La poignée de la porte d'entrée de l'immeuble a été arrachée par les agresseurs, qui tentaient de s'introduire.
La poignée de la porte d’entrée de l’immeuble a été arrachée par les agresseurs, qui tentaient de s’introduire.

Pour elle, tout a commencé lundi soir. « Je n’ai pas réalisé. J’entendais des cris. Je suis malentendante (elle est appareillée, NDLR). J’ai d’abord cru que ça venait de ma télé. Puis j’ai vu une pierre qui traversait. J’ai vu mon voisin qui était sorti. Je suis sortie aussi. Il y avait une dizaine de jeunes dans la rue. J’ai appelé la police. J’ai entendu qu’ils disaient : « La putain de juive, elle téléphone aux flics ». J’ai raccroché. »
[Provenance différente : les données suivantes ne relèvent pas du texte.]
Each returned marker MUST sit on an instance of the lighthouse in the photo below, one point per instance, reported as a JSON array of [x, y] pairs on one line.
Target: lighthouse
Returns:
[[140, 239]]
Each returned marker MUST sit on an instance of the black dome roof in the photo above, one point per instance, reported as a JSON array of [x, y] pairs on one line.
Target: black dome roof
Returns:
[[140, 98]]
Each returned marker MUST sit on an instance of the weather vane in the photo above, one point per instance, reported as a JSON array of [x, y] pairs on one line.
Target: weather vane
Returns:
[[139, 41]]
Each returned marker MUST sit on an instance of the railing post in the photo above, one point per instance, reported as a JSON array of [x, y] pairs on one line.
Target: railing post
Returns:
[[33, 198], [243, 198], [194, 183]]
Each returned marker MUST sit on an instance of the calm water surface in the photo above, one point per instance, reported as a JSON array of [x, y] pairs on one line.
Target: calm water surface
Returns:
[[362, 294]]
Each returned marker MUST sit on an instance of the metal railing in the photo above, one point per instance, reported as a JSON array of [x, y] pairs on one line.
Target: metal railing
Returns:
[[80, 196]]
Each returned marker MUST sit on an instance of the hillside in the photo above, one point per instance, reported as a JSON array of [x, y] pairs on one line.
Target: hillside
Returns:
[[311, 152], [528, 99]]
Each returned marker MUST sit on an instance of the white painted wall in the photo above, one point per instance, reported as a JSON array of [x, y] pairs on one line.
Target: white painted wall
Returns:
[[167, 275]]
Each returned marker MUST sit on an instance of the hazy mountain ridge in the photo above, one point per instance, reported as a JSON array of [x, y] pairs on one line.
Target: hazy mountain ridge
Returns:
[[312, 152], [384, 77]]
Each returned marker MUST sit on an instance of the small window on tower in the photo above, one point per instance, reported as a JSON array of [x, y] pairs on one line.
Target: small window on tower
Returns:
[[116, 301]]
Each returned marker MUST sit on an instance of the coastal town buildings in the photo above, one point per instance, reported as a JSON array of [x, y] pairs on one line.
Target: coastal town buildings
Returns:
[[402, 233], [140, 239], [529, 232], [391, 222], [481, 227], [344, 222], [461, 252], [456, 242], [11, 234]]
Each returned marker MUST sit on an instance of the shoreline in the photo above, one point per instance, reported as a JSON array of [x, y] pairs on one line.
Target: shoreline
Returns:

Le lendemain, lors de la visite de l’éducatrice, une voisine vient lui expliquer ce qui s’est passé lundi soir, vers 22 heures. L’éducatrice décide d’emmener Céciliane au commissariat. Mais c’est l’heure de la manifestation pour l’arrêt des frappes israéliennes à Gaza, qui mobilise un certain nombre de fonctionnaires, et une autre intervention est en cours. Rendez-vous est pris pour ce mardi matin pour un éventuel dépôt de plainte.

Lorsqu’elles reviennent à l’appartement, la scène de la veille recommence. « A bas Israël », « Saloperie de juive » sont quelques uns des cris qui fusent, avant les jets de pierres et de pétards. Et l’intervention de la police.